I 75 anni del sempre più discusso leader

Arafat, il potere (a volte) logora chi ce l'ha


Luigi Geninazzi

Ha compiuto 75 anni ma non ha alcuna intenzione di farsi da parte. Già, i simboli non vanno mai in pensione. E Arafat indubbiamente continua ad essere l'uomo-simbolo della lotta nazionale palestinese per l'indipendenza. Il vecchio Abu Ammar, nome di battaglia con cui viene chiamato ancora oggi da tutti, ha il labbro tremulo e le mani piccole e bianche che sbucano dalla perenne uniforme militare come due pezzetti di cera. Ma non perde occasione per far sentire la sua voce ed alzare le dita a "V" in segno di vittoria, anche se ha ben poco da festeggiare.

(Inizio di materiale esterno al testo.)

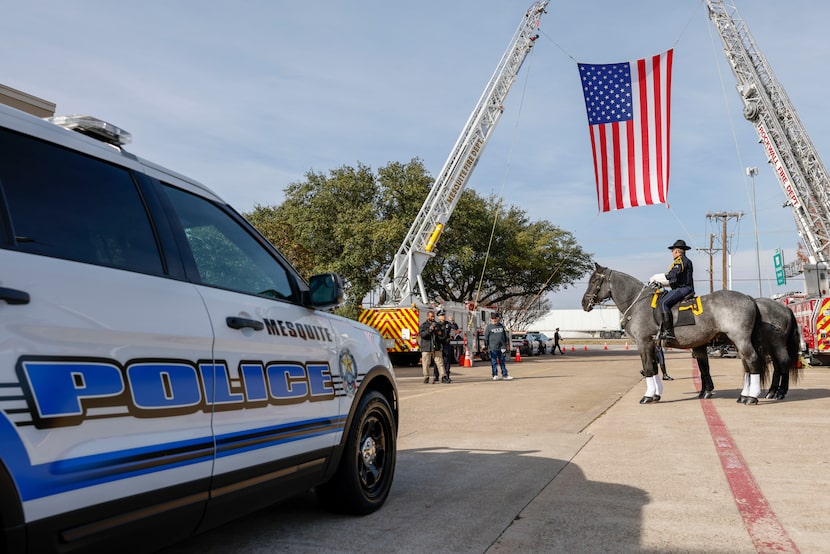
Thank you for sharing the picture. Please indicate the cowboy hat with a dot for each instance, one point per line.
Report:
(681, 244)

Da tre anni il leader dell'Anp è di fatto prigioniero a Ramallah, confinato nel palazzo presidenziale della Muqatà semi-distrutto dai bombardamenti israeliani, boicottato dagli americani e obiettivo di un possibile "omicidio mirato" da parte del governo Sharon. Sfide e minacce che hanno contribuito a rafforzare la sua leadership. E' sempre andata così: ogni volta che Arafat si è trovato con le spalle al muro, in esilio a Tunisi, braccato in Giordania, assediato in Libano, ne è sempre uscito da vincitore morale.

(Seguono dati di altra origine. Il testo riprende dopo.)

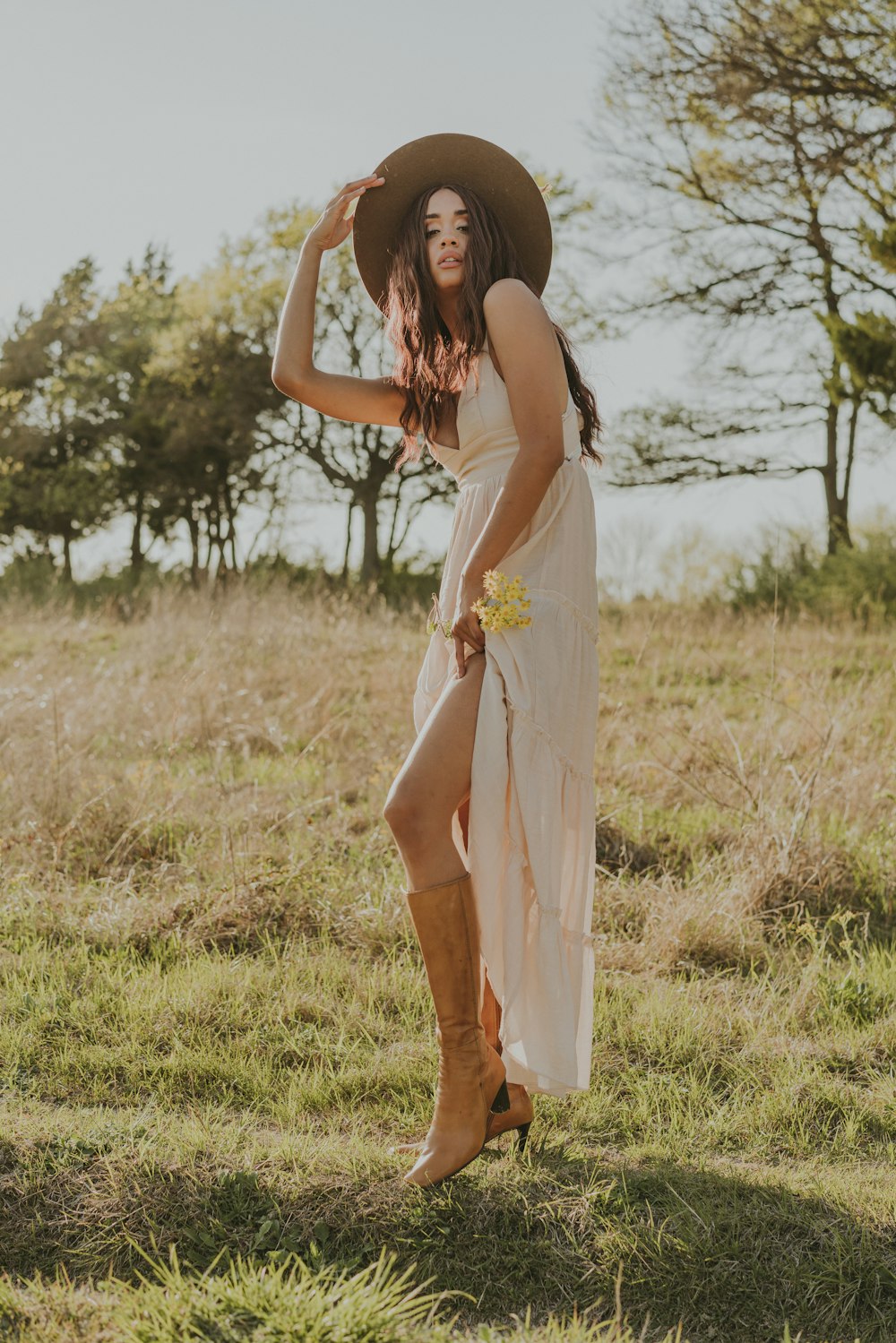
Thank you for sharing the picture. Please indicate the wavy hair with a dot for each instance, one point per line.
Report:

Ma oggi il rais deve affrontare la prova inaspettatamente più dura: dopo le rivolte nei Territori delle ultime settimane è arrivata un'aperta contestazione. L'attacco frontale è partito da Mohammed Dahlan, l'ex capo della sicurezza palestinese che si candida a uomo forte nella Striscia di Gaza ed ha lanciato un vero e proprio ultimatum: se Arafat non attuerà delle concrete riforme all'interno dei servizi di sicurezza entro il 10 agosto, migliaia di persone scenderanno in piazza a protestare. Subito è scattata la reazione dei fedelissimi del presidente che si sono radunati a Ramallah per acclamare Arafat in occasione dei suoi 75 anni. Ma per il vecchio Abu Ammar dev'essere stato un compleanno amaro. Anche se la maggior parte dei palestinesi non osa prendersela direttamente con l'uomo-simbolo della nazione, sta di fatto che le critiche al suo entourage sono sempre più diffuse. La gente è ormai stanca di un sistema politico fondato sulla corruzione e sull'autoritarismo. Da quando, dieci anni fa, si è stabilita l'Autorità palestinese nei Territori non c'è stato alcun progresso. «Ci stanno distruggendo» è solito ripetere Arafat che punta il dito accusatore contro l'occupazione israeliana. Ma tutto questo non può essere un alibi per un potere obsoleto e corrotto come quello esercitato dall'Anp. L'Intifada e il terrorismo hanno contribuito ad aumentare il caos, gli scontri violenti tra le diverse fazioni aprono inquietanti scenari di guerra civile. Ed a giocare il ruolo dell'anti-Arafat non c è solo Dahlan ma anche i movimenti estremisti come Hamas e la Jihad, organizzati e compatti nonostante l'uccisione dei loro leaders. Per evitare che la situazione precipiti Arafat dovrebbe compiere un gesto di grande responsabilità: cedere tutto il potere esecutivo ad un vero capo di governo. All'attuale premier Abu Ala. O ad un altro, purchè goda di autorevolezza. Nessuno ruberà al vecchio rais il ruolo di padre della patria. Perché i simboli non vanno mai in pensione. Ma i politici sì, ed è meglio che lo facciano a tempo debito. C'è bisogno di nuove leadership per il Medio Oriente dove sarebbe ora che entrambi i vecchi duellanti, Arafat e Sharon, si facessero da parte.